The result from max flow is a tuple of (flow_rate, graph_of_flow_values). The flow rate is compared first by indexing into the results and using assert_equal with the expected flow value.

The graph of flow values is first normalized, then transformed by aggregating edges and another transformation to filter to only keep the bottleneck nodes. At this point, the results are deterministic and can be compared using assert_equal.

The workflow for each concrete algorithm was:

  1. Compute max flow

  2. The flow rate was compared against the expected value

  3. The flow graph was normalized to a networkx graph

  4. The flow graph was translated to a node map using the core_networkx plugin’s version of “graph.aggregate_edges”

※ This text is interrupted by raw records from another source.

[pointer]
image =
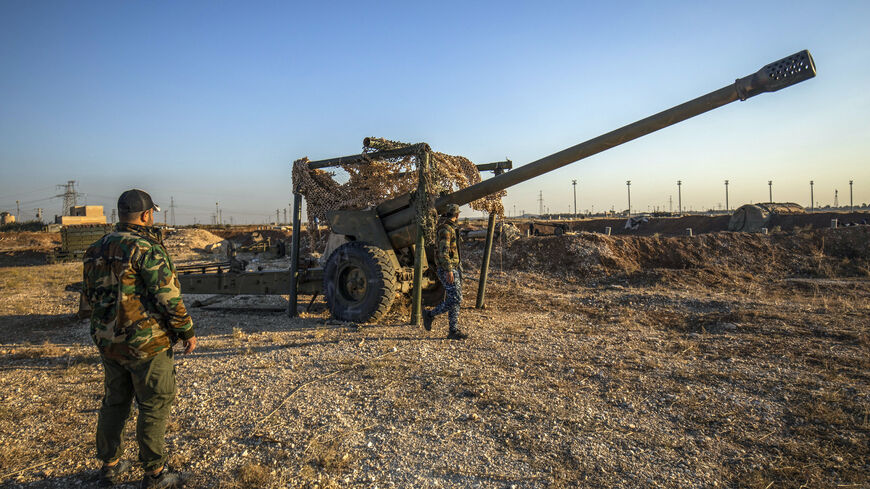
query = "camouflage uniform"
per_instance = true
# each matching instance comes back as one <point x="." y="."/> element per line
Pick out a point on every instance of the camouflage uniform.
<point x="447" y="259"/>
<point x="131" y="286"/>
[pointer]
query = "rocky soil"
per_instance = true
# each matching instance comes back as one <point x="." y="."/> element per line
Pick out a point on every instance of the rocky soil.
<point x="705" y="369"/>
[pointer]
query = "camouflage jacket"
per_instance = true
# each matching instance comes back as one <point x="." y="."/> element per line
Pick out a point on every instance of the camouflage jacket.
<point x="130" y="283"/>
<point x="447" y="246"/>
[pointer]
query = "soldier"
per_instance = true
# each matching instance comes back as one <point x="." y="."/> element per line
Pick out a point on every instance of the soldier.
<point x="449" y="270"/>
<point x="131" y="287"/>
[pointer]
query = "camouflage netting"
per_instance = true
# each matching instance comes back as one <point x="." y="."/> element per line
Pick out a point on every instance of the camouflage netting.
<point x="380" y="179"/>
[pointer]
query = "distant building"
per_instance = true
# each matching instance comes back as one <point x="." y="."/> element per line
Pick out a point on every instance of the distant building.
<point x="82" y="214"/>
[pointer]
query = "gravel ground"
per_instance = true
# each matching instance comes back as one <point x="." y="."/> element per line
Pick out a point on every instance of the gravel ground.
<point x="562" y="384"/>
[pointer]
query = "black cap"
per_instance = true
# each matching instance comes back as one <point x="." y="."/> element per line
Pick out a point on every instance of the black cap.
<point x="451" y="210"/>
<point x="135" y="200"/>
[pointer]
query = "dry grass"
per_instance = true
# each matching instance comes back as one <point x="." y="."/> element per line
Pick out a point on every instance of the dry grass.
<point x="633" y="381"/>
<point x="254" y="476"/>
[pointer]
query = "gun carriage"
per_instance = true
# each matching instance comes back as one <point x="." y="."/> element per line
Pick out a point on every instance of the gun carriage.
<point x="382" y="253"/>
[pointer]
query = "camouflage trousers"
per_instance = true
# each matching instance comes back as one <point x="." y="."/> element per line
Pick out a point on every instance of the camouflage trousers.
<point x="452" y="297"/>
<point x="152" y="383"/>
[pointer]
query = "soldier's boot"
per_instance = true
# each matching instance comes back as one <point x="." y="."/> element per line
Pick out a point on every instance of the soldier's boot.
<point x="111" y="474"/>
<point x="165" y="479"/>
<point x="428" y="317"/>
<point x="456" y="334"/>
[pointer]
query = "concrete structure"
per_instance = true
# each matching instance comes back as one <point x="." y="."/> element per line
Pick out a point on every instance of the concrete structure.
<point x="82" y="214"/>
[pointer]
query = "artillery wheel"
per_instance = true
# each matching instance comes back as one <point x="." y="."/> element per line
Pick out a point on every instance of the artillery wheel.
<point x="359" y="283"/>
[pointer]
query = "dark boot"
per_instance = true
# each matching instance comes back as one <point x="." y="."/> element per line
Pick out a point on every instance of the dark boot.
<point x="109" y="476"/>
<point x="427" y="320"/>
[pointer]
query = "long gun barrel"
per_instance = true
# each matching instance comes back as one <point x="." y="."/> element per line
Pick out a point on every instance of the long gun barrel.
<point x="772" y="77"/>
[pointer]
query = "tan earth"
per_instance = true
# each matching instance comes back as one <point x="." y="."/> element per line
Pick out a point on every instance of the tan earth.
<point x="724" y="360"/>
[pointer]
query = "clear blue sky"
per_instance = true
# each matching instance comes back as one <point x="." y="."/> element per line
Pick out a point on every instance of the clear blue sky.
<point x="211" y="101"/>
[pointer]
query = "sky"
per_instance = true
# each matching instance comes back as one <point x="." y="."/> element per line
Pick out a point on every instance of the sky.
<point x="205" y="102"/>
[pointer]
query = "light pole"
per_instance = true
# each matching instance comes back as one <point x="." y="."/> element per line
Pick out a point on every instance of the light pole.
<point x="850" y="195"/>
<point x="679" y="196"/>
<point x="574" y="184"/>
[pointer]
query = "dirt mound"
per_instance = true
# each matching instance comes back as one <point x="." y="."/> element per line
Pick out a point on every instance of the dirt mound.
<point x="27" y="240"/>
<point x="827" y="253"/>
<point x="186" y="242"/>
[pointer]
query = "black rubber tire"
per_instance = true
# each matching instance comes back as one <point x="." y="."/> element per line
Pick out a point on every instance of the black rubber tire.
<point x="371" y="295"/>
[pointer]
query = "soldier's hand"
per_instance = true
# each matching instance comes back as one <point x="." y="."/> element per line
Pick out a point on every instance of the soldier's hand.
<point x="190" y="345"/>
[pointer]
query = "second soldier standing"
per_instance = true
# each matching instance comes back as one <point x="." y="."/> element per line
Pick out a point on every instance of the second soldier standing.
<point x="449" y="270"/>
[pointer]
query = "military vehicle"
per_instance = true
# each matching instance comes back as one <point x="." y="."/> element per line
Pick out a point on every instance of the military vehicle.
<point x="377" y="259"/>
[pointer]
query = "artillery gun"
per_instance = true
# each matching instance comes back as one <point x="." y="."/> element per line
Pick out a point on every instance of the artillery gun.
<point x="382" y="252"/>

  5. The node map was filtered using the core_python plugin’s version of “nodemap.select”

  6. The smaller node map was compared against the expected result

This comparison could have been done using custom_compare and manually calculating the flow rate out of the bottleneck nodes, but using transform allows easy access to existing utility algorithms which are often adequate to extract the deterministic portions and compare using assert_equal.